Poursuivre l’aventure Kaamelott sur grand écran

Poursuivre l’aventure Kaamelott sur grand écran

22 juillet 2021
Cinéma
Alexandre Astier dans
Kaamelott – Premier volet d'Alexandre Astier Regular - SND
Entretien avec Alexandre Astier (4/5). Compositeur, auteur, réalisateur, monteur, acteur, dialoguiste… Alexandre Astier est sur tous les fronts en termes de création artistique. Alors que Kaamelott - Premier volet sort en salles, nous avons interrogé Alexandre Astier sur son rapport à l’écriture. Entre autres… Un entretien fleuve en cinq épisodes, que nous vous proposons de découvrir tout au long de la semaine.

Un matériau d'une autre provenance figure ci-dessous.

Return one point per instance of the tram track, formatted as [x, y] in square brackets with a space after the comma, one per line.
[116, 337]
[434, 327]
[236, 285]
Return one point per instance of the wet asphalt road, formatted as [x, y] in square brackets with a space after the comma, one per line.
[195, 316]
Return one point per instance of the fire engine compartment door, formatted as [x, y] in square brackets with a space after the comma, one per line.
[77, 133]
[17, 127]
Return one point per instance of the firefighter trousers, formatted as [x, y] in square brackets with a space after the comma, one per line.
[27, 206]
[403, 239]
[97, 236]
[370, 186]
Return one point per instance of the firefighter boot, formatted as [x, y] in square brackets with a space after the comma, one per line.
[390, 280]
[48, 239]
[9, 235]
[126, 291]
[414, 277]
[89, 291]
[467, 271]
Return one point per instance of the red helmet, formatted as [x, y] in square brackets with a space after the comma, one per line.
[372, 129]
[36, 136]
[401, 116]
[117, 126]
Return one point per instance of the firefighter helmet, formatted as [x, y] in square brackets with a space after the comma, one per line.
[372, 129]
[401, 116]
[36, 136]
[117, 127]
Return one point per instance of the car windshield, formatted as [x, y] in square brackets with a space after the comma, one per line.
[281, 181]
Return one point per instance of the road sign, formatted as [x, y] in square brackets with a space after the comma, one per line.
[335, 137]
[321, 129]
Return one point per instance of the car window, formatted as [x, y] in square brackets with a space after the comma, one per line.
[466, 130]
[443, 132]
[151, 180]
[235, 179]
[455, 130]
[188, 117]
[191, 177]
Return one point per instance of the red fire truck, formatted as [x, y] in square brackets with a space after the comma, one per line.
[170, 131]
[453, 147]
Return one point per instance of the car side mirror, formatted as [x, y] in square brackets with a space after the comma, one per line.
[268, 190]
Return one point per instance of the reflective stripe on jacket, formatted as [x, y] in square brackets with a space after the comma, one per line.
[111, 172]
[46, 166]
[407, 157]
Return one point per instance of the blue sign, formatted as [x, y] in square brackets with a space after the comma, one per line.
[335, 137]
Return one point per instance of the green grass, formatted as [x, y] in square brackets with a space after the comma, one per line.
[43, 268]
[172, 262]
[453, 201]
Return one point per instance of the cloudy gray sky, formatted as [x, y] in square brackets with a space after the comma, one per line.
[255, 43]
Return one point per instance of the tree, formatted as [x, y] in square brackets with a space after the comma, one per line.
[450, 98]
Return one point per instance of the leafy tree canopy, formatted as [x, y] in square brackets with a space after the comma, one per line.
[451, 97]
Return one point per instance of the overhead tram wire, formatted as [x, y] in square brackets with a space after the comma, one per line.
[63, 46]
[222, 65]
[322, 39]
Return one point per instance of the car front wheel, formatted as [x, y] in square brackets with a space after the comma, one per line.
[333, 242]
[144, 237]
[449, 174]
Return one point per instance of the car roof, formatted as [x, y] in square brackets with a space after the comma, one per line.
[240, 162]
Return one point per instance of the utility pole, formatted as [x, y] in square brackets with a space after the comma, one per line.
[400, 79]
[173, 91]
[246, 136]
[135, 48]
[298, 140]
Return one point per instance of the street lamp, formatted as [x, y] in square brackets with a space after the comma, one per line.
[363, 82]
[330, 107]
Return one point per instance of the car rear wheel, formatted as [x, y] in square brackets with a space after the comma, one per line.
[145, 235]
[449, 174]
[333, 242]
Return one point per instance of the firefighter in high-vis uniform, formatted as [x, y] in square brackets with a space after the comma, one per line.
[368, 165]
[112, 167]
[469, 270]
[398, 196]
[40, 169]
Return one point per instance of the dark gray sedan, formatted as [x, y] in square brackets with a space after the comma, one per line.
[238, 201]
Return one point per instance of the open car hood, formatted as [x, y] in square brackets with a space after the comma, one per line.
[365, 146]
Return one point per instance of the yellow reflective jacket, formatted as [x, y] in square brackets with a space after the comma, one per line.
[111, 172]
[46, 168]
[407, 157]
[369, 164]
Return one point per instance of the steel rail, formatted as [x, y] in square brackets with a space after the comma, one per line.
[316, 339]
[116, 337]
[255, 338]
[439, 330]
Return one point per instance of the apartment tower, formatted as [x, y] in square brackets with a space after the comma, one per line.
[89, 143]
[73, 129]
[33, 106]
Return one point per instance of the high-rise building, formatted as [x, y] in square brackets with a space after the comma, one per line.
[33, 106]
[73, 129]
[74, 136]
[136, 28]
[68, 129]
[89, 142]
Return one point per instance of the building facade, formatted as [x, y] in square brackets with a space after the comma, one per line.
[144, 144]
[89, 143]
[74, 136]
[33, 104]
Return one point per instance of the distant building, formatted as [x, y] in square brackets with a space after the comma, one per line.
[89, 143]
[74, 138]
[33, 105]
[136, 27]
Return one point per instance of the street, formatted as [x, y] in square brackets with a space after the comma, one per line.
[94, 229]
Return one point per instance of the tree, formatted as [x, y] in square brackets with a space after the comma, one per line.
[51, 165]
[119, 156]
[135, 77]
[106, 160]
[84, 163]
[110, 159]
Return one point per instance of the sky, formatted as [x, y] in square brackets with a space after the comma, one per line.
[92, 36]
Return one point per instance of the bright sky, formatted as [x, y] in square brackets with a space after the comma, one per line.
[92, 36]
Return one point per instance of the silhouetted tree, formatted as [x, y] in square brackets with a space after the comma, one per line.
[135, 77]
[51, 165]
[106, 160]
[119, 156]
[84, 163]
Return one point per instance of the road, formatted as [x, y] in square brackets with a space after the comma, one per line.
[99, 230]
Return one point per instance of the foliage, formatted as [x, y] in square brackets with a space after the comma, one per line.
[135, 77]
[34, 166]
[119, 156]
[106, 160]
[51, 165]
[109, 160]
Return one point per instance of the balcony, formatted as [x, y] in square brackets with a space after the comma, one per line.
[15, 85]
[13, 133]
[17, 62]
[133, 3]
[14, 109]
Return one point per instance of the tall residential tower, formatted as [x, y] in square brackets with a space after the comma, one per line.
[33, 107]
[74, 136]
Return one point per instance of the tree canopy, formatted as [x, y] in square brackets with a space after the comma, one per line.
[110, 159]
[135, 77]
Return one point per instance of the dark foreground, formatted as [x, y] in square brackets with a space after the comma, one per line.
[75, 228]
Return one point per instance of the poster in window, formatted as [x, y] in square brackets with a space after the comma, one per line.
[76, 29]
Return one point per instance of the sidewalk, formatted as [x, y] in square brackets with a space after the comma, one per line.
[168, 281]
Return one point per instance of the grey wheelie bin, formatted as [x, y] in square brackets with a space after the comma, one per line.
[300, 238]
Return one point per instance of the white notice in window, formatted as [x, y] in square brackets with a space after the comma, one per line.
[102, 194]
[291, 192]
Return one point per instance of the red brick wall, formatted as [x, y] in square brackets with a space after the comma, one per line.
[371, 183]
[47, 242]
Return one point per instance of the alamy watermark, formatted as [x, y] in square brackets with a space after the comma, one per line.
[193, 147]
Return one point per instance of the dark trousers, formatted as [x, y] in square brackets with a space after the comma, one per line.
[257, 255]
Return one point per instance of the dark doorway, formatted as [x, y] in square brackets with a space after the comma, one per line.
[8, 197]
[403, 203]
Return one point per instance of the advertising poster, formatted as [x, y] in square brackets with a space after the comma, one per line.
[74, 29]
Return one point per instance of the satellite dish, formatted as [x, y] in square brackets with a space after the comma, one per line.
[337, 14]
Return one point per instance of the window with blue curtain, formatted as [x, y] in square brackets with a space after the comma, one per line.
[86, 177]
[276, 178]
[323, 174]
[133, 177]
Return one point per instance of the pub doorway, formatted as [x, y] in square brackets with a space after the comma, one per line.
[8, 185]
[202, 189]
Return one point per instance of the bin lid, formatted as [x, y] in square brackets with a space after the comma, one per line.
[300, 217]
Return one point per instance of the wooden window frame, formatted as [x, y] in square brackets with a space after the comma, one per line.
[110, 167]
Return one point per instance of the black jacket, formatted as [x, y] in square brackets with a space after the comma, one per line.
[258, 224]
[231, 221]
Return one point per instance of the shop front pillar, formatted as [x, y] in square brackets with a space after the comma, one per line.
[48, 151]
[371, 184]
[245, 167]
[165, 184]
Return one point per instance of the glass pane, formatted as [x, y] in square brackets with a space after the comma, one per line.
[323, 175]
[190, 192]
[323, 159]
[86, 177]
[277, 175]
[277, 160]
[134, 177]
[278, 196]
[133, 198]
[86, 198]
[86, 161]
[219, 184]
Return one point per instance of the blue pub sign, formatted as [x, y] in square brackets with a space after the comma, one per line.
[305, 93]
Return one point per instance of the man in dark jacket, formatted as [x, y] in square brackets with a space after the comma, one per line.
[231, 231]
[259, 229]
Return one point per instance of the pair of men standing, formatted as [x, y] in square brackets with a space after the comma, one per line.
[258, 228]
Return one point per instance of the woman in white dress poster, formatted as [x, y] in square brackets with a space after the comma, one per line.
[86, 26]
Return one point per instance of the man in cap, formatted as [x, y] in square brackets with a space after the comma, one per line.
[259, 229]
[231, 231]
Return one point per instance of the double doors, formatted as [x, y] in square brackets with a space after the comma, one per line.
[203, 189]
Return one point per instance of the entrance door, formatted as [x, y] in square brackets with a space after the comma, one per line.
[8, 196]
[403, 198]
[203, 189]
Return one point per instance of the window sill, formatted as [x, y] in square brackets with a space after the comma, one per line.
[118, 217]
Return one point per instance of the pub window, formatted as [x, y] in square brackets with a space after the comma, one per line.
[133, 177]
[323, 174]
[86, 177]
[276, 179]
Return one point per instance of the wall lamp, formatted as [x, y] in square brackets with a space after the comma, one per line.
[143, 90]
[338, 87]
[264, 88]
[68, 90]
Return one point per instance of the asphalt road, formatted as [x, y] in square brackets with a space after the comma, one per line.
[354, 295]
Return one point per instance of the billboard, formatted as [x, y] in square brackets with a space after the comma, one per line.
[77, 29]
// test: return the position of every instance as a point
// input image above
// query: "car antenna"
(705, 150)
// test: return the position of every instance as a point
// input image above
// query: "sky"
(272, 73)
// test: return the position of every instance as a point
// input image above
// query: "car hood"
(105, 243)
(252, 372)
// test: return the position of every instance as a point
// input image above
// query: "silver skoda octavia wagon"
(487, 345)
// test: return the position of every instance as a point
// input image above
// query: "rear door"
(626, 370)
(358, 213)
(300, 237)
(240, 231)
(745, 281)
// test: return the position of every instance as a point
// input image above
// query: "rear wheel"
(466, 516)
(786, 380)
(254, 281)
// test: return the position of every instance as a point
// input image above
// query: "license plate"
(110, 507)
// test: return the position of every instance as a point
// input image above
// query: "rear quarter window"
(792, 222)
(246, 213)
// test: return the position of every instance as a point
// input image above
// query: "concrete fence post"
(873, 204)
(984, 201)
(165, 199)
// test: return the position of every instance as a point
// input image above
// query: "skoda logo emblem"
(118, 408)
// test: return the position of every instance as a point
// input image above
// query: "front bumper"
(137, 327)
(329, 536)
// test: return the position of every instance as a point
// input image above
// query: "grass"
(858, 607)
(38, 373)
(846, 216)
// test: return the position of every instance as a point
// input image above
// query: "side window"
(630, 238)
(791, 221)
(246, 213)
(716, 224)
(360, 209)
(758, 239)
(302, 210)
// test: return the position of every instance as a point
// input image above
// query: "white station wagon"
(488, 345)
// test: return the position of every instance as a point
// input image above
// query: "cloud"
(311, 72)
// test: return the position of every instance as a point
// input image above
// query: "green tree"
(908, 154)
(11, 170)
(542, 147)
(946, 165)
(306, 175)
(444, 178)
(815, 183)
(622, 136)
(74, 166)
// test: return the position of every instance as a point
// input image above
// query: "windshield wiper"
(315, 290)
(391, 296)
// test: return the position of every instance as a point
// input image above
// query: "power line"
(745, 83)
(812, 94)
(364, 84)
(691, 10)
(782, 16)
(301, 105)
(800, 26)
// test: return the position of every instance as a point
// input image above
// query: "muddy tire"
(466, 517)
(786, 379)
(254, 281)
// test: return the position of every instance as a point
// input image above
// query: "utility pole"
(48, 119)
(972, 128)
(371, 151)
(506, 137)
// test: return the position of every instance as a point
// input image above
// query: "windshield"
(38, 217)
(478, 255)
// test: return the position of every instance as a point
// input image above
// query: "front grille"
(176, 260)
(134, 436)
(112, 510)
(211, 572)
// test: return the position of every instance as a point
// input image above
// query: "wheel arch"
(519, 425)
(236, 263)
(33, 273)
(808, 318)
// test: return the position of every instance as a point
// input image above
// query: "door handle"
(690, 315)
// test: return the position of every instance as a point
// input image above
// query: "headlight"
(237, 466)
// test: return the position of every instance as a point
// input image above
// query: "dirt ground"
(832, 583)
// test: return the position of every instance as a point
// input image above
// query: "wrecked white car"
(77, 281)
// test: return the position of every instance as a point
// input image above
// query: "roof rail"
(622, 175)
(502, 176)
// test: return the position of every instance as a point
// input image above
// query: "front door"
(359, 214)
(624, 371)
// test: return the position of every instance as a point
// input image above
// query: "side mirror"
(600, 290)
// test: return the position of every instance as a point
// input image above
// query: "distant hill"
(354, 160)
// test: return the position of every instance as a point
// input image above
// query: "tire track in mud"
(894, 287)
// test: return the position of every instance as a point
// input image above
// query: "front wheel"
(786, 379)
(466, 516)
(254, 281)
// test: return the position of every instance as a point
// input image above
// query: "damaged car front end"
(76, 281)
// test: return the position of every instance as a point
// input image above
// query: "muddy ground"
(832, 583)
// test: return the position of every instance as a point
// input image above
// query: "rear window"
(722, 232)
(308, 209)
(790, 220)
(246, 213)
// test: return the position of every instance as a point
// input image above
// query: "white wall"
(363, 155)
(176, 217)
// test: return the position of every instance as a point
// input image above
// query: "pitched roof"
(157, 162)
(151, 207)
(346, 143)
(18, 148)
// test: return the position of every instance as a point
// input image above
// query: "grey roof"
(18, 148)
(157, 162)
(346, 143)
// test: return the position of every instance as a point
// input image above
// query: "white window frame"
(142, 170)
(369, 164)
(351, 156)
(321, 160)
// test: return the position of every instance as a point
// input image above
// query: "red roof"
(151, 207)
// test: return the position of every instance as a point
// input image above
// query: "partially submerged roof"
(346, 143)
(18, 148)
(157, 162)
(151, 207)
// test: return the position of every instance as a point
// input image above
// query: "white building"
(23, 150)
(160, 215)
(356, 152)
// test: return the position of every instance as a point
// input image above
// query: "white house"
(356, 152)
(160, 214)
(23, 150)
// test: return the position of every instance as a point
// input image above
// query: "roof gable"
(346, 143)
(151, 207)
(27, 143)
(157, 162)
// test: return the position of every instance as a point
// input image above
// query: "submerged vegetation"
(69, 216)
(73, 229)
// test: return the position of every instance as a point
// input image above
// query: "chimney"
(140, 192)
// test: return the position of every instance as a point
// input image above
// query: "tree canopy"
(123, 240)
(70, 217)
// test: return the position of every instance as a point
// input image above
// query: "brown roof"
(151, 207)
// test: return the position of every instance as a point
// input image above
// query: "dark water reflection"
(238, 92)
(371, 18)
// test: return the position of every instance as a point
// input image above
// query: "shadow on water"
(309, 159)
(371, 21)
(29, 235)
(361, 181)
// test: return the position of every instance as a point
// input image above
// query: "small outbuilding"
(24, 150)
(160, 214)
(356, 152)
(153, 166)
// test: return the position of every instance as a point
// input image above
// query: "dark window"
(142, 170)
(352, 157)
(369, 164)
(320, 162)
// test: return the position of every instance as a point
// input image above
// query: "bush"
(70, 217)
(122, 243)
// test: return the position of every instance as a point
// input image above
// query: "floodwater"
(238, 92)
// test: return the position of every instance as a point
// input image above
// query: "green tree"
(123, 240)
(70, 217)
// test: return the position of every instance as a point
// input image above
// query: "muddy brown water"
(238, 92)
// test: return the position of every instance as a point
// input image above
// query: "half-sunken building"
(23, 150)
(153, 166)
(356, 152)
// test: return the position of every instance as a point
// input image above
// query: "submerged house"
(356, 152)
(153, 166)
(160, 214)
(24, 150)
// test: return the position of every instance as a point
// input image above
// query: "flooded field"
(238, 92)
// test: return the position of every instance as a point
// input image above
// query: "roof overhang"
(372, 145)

Au sujet de Kaamelott, la saga a déjà toute une histoire : l’aventure a commencé par un court métrage (Dies Irae) avant de donner lieu à une mini-série, avec des épisodes de différents formats. Et à présent, la sortie d’un long métrage, premier volet d’une trilogie. De quelle façon le format influe-t-il sur l’écriture scénaristique ?

Alexandre Astier : Le format très court peut être intéressant à différents égards. Vous pouvez tester tout un tas de situations dont le niveau d’importance en termes de péril est quasi nul. Par exemple, consacrer un épisode de 3mn 30 à quelqu’un qui cherche à dormir sans y parvenir. Si ça ne fonctionne pas, ce n’est pas très grave car au bout de 3mn 30, vous êtes déjà passé à autre chose. C’est très agréable de pouvoir écrire pour n’importe quelle situation, de nuit, de jour, domestique, épique, martiale, quotidienne, faire se croiser A et B, B et C… Il y a une galerie de plus de 200 personnages dans Kaamelott, donc, toutes les mayonnaises sont bonnes ! Ce côté expérience sans fin est particulièrement stimulant.
J’ai commencé le feuilletonnant vers la saison IV (le Livre IV est le premier livre à présenter un changement de format de la série, le dernier épisode utilisant un format plus long de 7 minutes – ndlr). C’est un format assez facile à écrire en termes de chroniques : les petites idées suffisent, à la fois pour présenter des personnages et pour les tester dans des situations diverses. Mais ce format implique d’avoir la complicité de la chaîne télévisée pour qu’elle diffuse les épisodes de façon chronologique et que les spectateurs soient au rendez-vous quotidiennement pour suivre l’intrigue. 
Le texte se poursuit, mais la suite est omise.